The 2010 Premiership Rugby Sevens Series, (known for sponsorship reasons as the 2010 J.P Morgan Asset Management Premiership Rugby 7s Series) was the inaugural Rugby Union 7-a-side competition for the twelve 2010–11 Aviva Premiership Clubs. It took place during the months of July and August, was sponsored by J.P Morgan Asset Management, and the final was held at the Recreation Ground on 6 August 2010.

==Format==
The twelve Premiership Clubs were split into three Groups – A, B and C – with each group playing on a consecutive Friday in July. Each team in the group played each other once, to the International Rugby Board Laws of the Game - 7s Variations. Based on the result, teams would receive:
- 4 points for a win
- 2 points for a draw
- 1 bonus point for a loss by seven points or less
- 1 bonus point for scoring four or more tries in a match
Following all the games, the winner and runner up in the group would progress to the final.

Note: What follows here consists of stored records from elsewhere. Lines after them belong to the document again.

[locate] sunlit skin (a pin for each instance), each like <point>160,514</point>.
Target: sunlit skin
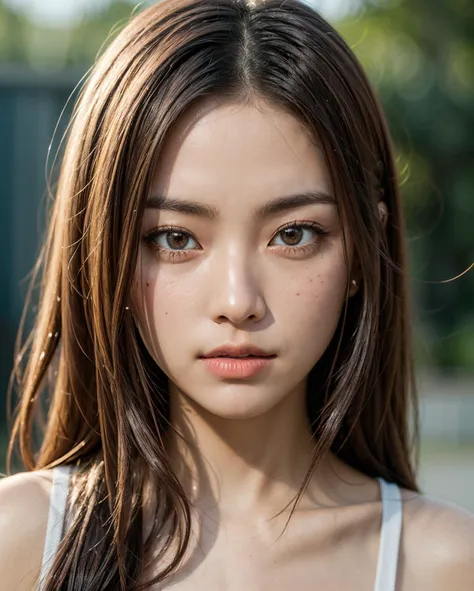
<point>234,277</point>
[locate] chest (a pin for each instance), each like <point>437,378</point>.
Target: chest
<point>303,559</point>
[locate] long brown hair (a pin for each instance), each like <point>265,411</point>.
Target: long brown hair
<point>106,399</point>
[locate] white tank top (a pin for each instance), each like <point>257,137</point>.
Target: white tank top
<point>385,579</point>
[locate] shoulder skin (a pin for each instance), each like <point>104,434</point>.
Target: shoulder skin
<point>437,548</point>
<point>24,507</point>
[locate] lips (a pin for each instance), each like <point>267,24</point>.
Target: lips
<point>241,351</point>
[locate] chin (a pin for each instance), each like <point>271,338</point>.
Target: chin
<point>234,401</point>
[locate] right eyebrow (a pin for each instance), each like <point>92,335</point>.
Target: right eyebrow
<point>266,210</point>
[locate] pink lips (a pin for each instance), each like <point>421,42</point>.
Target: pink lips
<point>227,361</point>
<point>232,367</point>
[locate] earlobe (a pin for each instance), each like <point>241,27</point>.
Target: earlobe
<point>383,212</point>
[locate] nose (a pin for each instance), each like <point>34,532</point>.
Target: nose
<point>235,294</point>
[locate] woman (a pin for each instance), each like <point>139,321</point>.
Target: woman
<point>223,334</point>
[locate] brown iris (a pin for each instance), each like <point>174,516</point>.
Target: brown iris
<point>177,240</point>
<point>292,236</point>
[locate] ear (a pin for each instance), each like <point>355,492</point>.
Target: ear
<point>383,212</point>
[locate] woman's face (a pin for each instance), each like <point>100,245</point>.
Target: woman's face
<point>241,246</point>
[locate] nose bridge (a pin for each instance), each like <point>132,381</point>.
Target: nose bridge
<point>236,291</point>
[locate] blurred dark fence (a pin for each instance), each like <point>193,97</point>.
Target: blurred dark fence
<point>30,106</point>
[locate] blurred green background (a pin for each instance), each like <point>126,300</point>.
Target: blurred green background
<point>419,54</point>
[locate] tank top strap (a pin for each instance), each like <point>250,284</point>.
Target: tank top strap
<point>392,514</point>
<point>56,515</point>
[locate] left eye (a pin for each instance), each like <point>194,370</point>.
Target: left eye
<point>293,235</point>
<point>174,240</point>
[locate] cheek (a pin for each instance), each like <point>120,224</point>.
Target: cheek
<point>162,307</point>
<point>313,301</point>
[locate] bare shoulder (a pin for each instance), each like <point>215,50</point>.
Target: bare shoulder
<point>437,550</point>
<point>24,508</point>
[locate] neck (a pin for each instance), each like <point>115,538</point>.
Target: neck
<point>242,466</point>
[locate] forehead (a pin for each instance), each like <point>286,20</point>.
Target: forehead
<point>245,151</point>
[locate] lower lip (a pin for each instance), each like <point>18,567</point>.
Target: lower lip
<point>228,367</point>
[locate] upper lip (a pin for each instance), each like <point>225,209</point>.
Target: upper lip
<point>237,351</point>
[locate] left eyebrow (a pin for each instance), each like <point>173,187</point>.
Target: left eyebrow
<point>271,208</point>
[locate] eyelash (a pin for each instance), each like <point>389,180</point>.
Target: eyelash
<point>153,234</point>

In the final, the 6 teams (3 Winners and 3 Runners up) are split into 2 pools. Again teams play each other once and points are awarded based on the result. Following the culmination of this stage the winners of each pool progress to the final, the winner of that game being declared the champions.

==Group stage==

| Group A | Group B | Group C |
|---|---|---|
| Harlequins 7s | Leeds Carnegie 7s | Bath 7s |
| London Irish 7s | Leicester Tigers 7s | Exeter Chiefs 7s |
| Saracens 7s | Newcastle Falcons 7s | Gloucester 7s |
| London Wasps 7s | Sale Sharks 7s | Northampton Saints 7s |

===Group A===
Played on Friday 16 July 2010 at The Stoop, Twickenham.

| Pos | Team | Pld | W | D | L | PF | PA | PD | TF | TA | TB | LB | Pts | Qualification |
| 1 | Saracens 7s | 3 | 3 | 0 | 0 | 69 | 15 | +54 | 11 | 3 | 1 | 0 | 13 | Final stage |
| 2 | Harlequins 7s | 3 | 1 | 0 | 2 | 30 | 38 | −8 | 8 | 6 | 1 | 1 | 6 | Final stage |
| 3 | London Wasps 7s | 3 | 1 | 0 | 2 | 41 | 46 | −5 | 7 | 8 | 1 | 0 | 5 |  |
| 4 | London Irish 7s | 3 | 1 | 0 | 2 | 24 | 65 | −41 | 4 | 13 | 0 | 0 | 4 |

===Group B===
Played on Friday 23 July 2010 at Welford Road, Leicester.

| Pos | Team | Pld | W | D | L | PF | PA | PD | TF | TA | TB | LB | Pts | Qualification |
| 1 | Newcastle Falcons 7s | 3 | 3 | 0 | 0 | 53 | 31 | +22 | 9 | 5 | 0 | 0 | 12 | Final stage |
| 2 | Sale Sharks 7s | 3 | 2 | 0 | 1 | 78 | 36 | +42 | 12 | 6 | 2 | 1 | 11 | Final stage |
| 3 | Leeds Carnegie 7s | 3 | 1 | 0 | 2 | 52 | 74 | −22 | 8 | 12 | 1 | 1 | 6 |  |
| 4 | Leicester Tigers 7s | 3 | 0 | 0 | 3 | 43 | 85 | −42 | 7 | 13 | 1 | 1 | 2 |

===Group C===
Played on Friday 30 July 2010 at Franklin's Gardens, Northampton.

| Pos | Team | Pld | W | D | L | PF | PA | PD | TF | TA | TB | LB | Pts | Qualification |
| 1 | Northampton Saints 7s | 3 | 3 | 0 | 0 | 53 | 29 | +24 | 9 | 5 | 0 | 0 | 12 | Final stage |
| 2 | Exeter Chiefs 7s | 3 | 2 | 0 | 1 | 53 | 36 | +17 | 9 | 6 | 1 | 1 | 10 | Final stage |
| 3 | Gloucester 7s | 3 | 1 | 0 | 2 | 73 | 34 | +39 | 11 | 6 | 1 | 2 | 7 |  |
| 4 | Bath 7s | 3 | 0 | 0 | 3 | 12 | 92 | −80 | 2 | 14 | 0 | 0 | 0 |

==Final stage==
The final was held at The Recreation Ground, Bath on Friday 6 August 2010.

===Pool A===

| Pos | Team | Pld | W | D | L | PF | PA | PD | TF | TA | TB | LB | Pts | Qualification |
| 1 | Saracens 7s | 2 | 2 | 0 | 0 | 41 | 15 | +26 | 7 | 3 | 1 | 0 | 9 | Final |
| 2 | Northampton Saints 7s | 2 | 1 | 0 | 1 | 32 | 34 | −2 | 6 | 6 | 1 | 1 | 6 |  |
| 3 | Sale Sharks 7s | 2 | 0 | 0 | 2 | 22 | 46 | −24 | 4 | 8 | 0 | 1 | 1 |

===Pool B===

| Pos | Team | Pld | W | D | L | PF | PA | PD | TF | TA | TB | LB | Pts | Qualification |
| 1 | Newcastle Falcons 7s | 2 | 1 | 1 | 0 | 36 | 29 | +7 | 6 | 5 | 1 | 0 | 7 | Final |
| 2 | Harlequins 7s | 2 | 1 | 0 | 1 | 36 | 31 | +5 | 6 | 5 | 0 | 1 | 5 |  |
| 3 | Exeter Chiefs 7s | 2 | 0 | 1 | 1 | 15 | 27 | −12 | 3 | 5 | 0 | 0 | 2 |

===Final===
Newcastle Falcons 7s and Saracens 7s won their respective pools and therefore played in the final of the 2010 Premiership Rugby Sevens Series.

- Saracens 7s won the 2010 Premiership Rugby Sevens Series.